コイスルオトメ
ペラリ、とページをめくる音。少しゴツゴツした指が左から右に移って、また戻ります。しばらくして、またペラリ、という音とともにあなたの指が動きます。
ペラリ、ペラリ。わたしの目もそれに合わせて、キョロリ、キョロリと動きます。
「どうしたの?」
急に声をかけられて、はっとします。
「何をそんなに見てるの?」
不思議そうに首を傾げる彼の言葉に、わたしは「何でもないよ」と首を振りました。「そう?」と呟いて、彼はまた視線を本に戻しました。
どうしたのって言われたら、そりゃあなたを見ていました。髪を、目を、鼻を、唇を。首筋を、手を、指を。そうしてそれを見ながらわたしは、ふしだらなことを考えました。

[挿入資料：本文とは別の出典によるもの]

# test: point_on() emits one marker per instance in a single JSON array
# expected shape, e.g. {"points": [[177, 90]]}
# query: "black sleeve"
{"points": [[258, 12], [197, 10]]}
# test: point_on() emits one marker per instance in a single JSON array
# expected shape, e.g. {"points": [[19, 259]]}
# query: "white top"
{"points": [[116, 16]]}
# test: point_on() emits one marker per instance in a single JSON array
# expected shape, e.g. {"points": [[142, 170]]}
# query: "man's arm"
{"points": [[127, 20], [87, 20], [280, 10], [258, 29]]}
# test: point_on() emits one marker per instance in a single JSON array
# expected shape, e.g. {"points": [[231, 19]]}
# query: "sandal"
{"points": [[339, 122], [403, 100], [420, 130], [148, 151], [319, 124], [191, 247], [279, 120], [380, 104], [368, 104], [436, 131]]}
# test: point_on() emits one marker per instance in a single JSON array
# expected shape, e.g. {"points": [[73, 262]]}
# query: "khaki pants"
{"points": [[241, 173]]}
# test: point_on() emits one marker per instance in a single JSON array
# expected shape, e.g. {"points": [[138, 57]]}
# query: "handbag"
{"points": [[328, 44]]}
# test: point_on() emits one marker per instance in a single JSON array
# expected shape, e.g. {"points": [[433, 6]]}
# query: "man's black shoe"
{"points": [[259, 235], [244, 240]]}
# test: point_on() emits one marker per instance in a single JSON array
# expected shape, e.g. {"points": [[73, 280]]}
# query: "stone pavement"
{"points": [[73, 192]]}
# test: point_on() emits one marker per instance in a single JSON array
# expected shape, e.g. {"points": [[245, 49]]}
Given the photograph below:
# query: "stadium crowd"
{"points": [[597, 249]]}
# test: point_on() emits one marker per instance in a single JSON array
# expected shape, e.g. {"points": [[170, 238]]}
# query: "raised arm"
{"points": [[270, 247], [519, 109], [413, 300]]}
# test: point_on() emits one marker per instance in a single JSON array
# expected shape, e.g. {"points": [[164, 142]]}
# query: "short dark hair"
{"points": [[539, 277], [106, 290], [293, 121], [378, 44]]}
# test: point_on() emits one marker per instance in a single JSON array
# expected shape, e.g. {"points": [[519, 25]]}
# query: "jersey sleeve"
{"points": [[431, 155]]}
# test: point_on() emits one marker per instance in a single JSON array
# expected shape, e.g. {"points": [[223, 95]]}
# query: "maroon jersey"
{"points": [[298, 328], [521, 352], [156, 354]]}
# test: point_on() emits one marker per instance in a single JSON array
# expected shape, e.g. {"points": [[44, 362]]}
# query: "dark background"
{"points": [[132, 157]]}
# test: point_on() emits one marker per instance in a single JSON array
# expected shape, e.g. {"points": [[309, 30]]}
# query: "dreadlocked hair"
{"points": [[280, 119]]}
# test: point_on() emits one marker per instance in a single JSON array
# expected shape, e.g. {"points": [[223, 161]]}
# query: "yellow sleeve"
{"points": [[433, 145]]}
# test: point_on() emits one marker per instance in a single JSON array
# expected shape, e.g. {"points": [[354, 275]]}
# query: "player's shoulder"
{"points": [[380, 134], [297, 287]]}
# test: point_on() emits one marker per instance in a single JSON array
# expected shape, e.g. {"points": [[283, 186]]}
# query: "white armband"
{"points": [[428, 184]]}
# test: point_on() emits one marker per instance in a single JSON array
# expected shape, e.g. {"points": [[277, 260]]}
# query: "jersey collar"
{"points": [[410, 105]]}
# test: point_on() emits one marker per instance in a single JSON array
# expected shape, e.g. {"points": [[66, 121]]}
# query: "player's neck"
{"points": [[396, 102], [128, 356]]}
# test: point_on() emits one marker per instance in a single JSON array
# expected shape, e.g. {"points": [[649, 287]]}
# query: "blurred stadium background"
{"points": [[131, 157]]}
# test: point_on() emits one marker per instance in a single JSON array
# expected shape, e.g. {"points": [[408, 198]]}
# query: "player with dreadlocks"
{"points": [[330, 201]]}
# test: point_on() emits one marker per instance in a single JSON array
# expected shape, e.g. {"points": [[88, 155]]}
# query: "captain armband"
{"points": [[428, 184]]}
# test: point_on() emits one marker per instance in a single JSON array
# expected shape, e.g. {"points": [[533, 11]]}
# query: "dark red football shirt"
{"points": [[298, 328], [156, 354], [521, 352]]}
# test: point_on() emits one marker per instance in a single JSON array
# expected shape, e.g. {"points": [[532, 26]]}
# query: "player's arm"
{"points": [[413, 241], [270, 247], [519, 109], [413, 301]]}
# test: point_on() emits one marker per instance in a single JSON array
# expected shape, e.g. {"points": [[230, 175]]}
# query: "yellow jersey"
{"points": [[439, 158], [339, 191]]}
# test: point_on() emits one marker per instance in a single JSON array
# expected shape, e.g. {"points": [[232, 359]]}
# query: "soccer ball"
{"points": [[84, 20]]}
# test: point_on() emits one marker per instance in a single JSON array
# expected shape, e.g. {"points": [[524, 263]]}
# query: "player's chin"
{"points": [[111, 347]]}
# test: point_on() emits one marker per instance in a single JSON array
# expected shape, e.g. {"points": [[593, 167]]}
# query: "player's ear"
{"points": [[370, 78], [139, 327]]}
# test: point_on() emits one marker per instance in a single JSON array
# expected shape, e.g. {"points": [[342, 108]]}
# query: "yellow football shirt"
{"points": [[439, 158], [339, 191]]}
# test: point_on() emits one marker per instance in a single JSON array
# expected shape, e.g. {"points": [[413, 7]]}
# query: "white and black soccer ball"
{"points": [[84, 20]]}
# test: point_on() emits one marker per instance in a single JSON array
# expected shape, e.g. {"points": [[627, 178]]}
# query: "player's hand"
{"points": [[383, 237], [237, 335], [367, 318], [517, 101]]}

いつか、わたしは彼に抱かれることがあるのでしょうか。その薄い唇から愛を紡がれて、熱い口づけを交わし、お互いに求めあって、ぐちゃぐちゃに溶けてしまうような──そんな夜を過ごすのでしょうか。彼のゴツゴツした指が、わたしに触れるのでしょうか。そうしたら、どんな心地がするのでしょうか。
そんなことを考えては、ゾクリ、とします。いますぐにでも、叶えて欲しいと。
髪は固そうですね。きっと、わんちゃんみたいな触り心地なのでしょう。
奥二重なのですね。その瞳で見つめられたら、きっとおかしくなってしまいます。
ダメですね。こんな何気ない時にさえ、あなたのことばかり考えてしまうのです。あなたはどんな風にわたしを抱きますか。どんな風にわたしに触れますか。
あぁ、止まらないのです。あなたへの思いが、妄想が、この胸いっぱいに、膨らんで──。
「……」
不意に、彼の手がわたしの頭をぐしゃぐしゃと撫でました。少しだけそっけない、でも優しい手。
「見過ぎ」
ふにゃ、と笑みをこぼした後、「照れる、」と付け加えた彼は、また本に視線を戻しました。
──あぁ。
そうやってあなたはわたしに触れるのですね。触れられた箇所が、熱をおびていくようです。
彼は、わたしがどんなことを考えてるかなんて知りもしないのでしょう。あなたの一挙一動を取り上げては、こんなにも、妄想が止まらない。でも、許してくださいね。気味が悪いなんて思わないで。だってこれは──コイスルオトメの、特権でしょう?
だから、わたしはこうやって、今日も妄想に耽るのです。
──もし、あなたとお付き合いをしたら……なぁんて。